The Redox Podcast 9: The Mint.com for healthcare with Aaron Patzer from Vital (and founder of Mint.com)
Feb 18, 2020
Key Moments
02:31 - How Mint.com came to be 10:40 - Why isn’t there a Mint.com yet for healthcare? 17:02 - Applying the lessons learned at Mint.com to healthcare 23:10 - What is “adversarial interoperability?” 26:43 - What is Vital? 37:08 - Enabling providers with the right information at the right time so they can provide the best care 46:55 - Powering applications that make a difference
“Hospital software shouldn’t be that much different than consumer software. It should be just like Apple products, where you kind of know how to use it. None of us trained on how to use Dropbox, Facebook, and other consumer stuff. Companies wouldn’t have been successful if everyone had to go through training.”
Aaron Patzer
In early 2017, a few of us at Redox realized that we were all having similar late-night technical conversations with Aaron Patzer. He was devouring our developer documentation and blowing up our developer slack community at all hours. It took a few days before someone finally looked him up.

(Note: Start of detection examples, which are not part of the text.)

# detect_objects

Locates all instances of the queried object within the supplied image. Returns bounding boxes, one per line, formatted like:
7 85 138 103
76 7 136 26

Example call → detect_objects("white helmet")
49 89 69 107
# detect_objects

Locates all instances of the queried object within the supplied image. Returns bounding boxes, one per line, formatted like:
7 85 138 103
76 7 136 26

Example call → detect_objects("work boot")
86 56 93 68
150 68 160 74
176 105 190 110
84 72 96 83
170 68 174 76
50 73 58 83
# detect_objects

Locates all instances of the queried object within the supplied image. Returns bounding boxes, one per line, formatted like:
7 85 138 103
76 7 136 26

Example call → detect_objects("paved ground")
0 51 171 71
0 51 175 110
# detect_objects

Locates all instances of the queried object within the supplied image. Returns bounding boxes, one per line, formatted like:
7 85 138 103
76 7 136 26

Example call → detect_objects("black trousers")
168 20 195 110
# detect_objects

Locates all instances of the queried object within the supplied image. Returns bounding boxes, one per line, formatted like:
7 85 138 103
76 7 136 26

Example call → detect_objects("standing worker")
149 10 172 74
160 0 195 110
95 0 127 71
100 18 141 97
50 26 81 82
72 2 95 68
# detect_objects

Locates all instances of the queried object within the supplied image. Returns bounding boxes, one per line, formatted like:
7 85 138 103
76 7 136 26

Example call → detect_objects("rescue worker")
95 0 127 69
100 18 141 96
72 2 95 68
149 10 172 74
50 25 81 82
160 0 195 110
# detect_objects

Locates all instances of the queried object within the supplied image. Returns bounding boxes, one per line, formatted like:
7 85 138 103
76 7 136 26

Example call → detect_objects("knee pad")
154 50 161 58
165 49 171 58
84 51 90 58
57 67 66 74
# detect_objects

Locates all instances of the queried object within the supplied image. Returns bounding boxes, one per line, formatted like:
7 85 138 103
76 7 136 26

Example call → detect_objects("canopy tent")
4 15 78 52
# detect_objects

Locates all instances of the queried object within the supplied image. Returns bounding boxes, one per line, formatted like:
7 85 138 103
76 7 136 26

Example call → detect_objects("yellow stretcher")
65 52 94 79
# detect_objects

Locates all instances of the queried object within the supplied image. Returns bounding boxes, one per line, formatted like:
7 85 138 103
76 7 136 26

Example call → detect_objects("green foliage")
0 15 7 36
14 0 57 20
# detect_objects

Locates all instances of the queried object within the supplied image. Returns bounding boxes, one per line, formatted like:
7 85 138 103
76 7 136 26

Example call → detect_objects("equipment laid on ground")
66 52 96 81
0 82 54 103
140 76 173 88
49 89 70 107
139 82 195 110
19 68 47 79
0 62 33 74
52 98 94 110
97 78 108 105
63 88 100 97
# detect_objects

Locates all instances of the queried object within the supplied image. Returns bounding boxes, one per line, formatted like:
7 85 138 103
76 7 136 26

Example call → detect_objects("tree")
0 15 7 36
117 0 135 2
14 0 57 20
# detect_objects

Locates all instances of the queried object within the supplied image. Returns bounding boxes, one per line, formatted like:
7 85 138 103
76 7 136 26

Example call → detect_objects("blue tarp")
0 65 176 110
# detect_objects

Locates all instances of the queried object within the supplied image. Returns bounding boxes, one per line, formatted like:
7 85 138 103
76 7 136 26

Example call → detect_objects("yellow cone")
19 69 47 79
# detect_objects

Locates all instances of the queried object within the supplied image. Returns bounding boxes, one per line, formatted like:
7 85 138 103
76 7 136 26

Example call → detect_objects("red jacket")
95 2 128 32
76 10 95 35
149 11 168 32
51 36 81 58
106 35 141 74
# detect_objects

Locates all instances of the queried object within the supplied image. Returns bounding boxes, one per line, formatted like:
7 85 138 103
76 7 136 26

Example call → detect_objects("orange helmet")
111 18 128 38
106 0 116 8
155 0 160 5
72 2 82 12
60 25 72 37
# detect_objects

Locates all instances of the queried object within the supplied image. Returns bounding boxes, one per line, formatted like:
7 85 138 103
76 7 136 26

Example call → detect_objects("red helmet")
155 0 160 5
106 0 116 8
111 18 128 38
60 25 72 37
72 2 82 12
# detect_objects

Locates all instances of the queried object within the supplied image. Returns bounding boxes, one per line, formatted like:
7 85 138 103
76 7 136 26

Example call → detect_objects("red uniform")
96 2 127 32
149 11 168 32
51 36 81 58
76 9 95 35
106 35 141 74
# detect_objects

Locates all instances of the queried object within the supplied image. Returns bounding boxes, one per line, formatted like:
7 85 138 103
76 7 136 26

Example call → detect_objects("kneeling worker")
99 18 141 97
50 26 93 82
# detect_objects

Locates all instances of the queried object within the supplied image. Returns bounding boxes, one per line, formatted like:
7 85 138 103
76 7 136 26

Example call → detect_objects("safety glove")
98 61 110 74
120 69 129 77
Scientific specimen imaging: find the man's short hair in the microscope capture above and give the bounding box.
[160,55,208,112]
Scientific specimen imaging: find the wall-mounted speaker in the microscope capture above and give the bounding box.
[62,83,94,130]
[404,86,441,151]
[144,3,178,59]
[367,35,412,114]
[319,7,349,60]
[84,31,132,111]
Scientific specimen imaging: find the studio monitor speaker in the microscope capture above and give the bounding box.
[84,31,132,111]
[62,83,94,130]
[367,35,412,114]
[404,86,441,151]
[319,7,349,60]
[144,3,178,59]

Aaron Patzer, of course, founded Mint.com in 2006 and eventually sold it to Intuit. This was the guy whose company was the catalyst for the FinTech revolution that followed. And more interestingly, from my perspective at least, Mint.com drove consumer demand for their financial data, giving way to companies like MX and Plaid. This enabled developers to build an ecosystem of FinTech applications that would forever change an industry. (Visa acquired Plaid for $5.3 billion just a couple of months ago.)
In healthcare, we’re seeing the roots of a similar open data revolution, albeit with our own dizzying spin of data types, countless different expressions, misaligned incentives, and disengaged consumers. All of which I get to ask Aaron about in this interview. Since the days of Microsoft Health Vault and Google Health’s failed attempts to create a consolidated view of one’s medical history, people have been trying to create the “Mint.com for health.”
Since Mint.com, Aaron’s journey took him through other ventures until he eventually found himself in healthcare. No, not to build the “Mint.com for health” (he addresses why that’s a bad idea), but to build Vital, an AI-powered software for hospital emergency rooms and patients. This is what was in his head back in 2017 when he started poking around our dev tools. Last year, he came out of stealth mode to announce Vital, along with a $5.2 million seed round funded by an impressive tier of angels and VCs.
Aaron Patzer was one of the major figures responsible for disrupting the enormous personal finance market. We’re anxious to see the results of his foray now into digital healthcare. Our thanks to Aaron Patzer for joining us on The Redox Podcast.